Paris ne voit plus la vie en rose

Face à Brive, le Stade Français jouera une de ses dernières cartes pour les barrages. Mais les Parisiens n'ont pas leur destin en main et doivent compter sur les faux pas du Racing.
A l'image de Juan Manuel Leguizamon face aux Toulousains Maestri, Donguy et Lamboley, le Stade Français ne domine plus ses adversaires.(EQ)
A l'image de Juan Manuel Leguizamon face aux Toulousains Maestri, Donguy et Lamboley, le Stade Français ne domine plus ses adversaires.(EQ)

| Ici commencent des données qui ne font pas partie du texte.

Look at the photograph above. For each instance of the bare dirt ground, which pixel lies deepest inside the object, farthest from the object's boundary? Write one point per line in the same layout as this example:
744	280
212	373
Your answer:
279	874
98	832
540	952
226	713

Après la défaite concédée face à Toulouse (0-29), les joueurs du Stade Français sont restés cloîtrés dans leur vestiaire du Stade de France. Seul leur entraîneur Jacques Delmas s'est présenté à la presse. Après les secousses internes liées aux blessures et aux suspensions, cette défaite (la plus lourde encaissée au Stade de France) était de trop pour une équipe qui semble presque résignée à ne pas disputer les phases finales pour la première fois depuis 2002. La seule bonne nouvelle dans cette journée noire venait, en fin de soirée, de la défaite du Racing-Métro 92 à Montpellier. Un petit espoir de qualification subsiste donc. «Le Stade Français ne fait plus peur. On a vu des Toulousains qui ont eu une possession de 95% en première période, et on s'en sort miraculeusement avec 0-9 à la mi-temps. Il faut des arguments pour essayer de construire quelque chose et aujourd'hui, on ne les a pas», constate, fataliste, Jacques Delmas.

Pas de leader de jeu

Le départ de Juan Martin Hernandez n'a jamais été comblé.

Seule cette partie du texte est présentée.